Après le chef de la diplomatie de l'Union européenne Catherine Ashton, le président français Nicolas Sarkozy a aussi demandé à M. Gbagbo de «respecter la volonté du peuple» et adressé «ses voeux chaleureux de plein succès» au «président élu» Alassane Ouattara.

En Côte d'Ivoire comme à l'étranger, beaucoup craignaient une explosion de violence après deux semaines de fortes tensions marquées par une série d'affrontements sanglants.

Des partisans d'Alassane Ouattara ont dressé des barricades jusqu'au cessez-le-feu nocturne et brûlé des pneus dans des quartiers populaires d'Abidjan, pour protester contre la proclamation de la victoire de Laurent Gbagbo. «On nous vole notre victoire!», criait l'un d'eux.
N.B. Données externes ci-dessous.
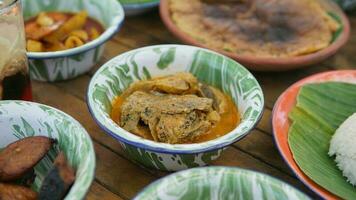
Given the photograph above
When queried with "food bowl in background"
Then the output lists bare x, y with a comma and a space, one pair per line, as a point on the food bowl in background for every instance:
267, 63
20, 119
219, 183
68, 64
209, 67
137, 7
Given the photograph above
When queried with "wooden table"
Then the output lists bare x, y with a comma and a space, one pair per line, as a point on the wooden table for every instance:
116, 176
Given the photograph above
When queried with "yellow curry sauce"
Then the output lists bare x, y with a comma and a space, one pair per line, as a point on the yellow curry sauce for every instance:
229, 120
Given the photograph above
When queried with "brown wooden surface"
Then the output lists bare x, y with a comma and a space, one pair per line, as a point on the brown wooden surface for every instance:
116, 177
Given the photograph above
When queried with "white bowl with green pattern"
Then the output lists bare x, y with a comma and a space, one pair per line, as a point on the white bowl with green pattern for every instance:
20, 119
68, 64
216, 183
137, 7
208, 66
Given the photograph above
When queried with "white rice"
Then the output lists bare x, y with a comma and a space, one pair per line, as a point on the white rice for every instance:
343, 147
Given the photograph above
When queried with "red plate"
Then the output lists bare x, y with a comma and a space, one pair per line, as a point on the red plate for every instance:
281, 123
269, 64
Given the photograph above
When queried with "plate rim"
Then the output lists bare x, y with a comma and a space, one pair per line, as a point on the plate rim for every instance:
293, 91
268, 63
Mais à Yopougon (ouest), fief du chef de l'État sortant, ses inconditionnels ont exulté aux cris de «Gbagbo président».

«On s'en fout de l'ONU, on s'en fout des Blancs», lâchaient certains, alors que la rhétorique antifrançaise reprenait de la vigueur, dans les rues et à la télévision publique.

Élu en 2000 à l'issue d'un scrutin controversé dont avaient été exclus l'ex-président Henri Konan Bédié et Alassane Ouattara, Laurent Gbagbo était resté au pouvoir en 2005 après la fin de son mandat, en invoquant la crise née de la partition du pays.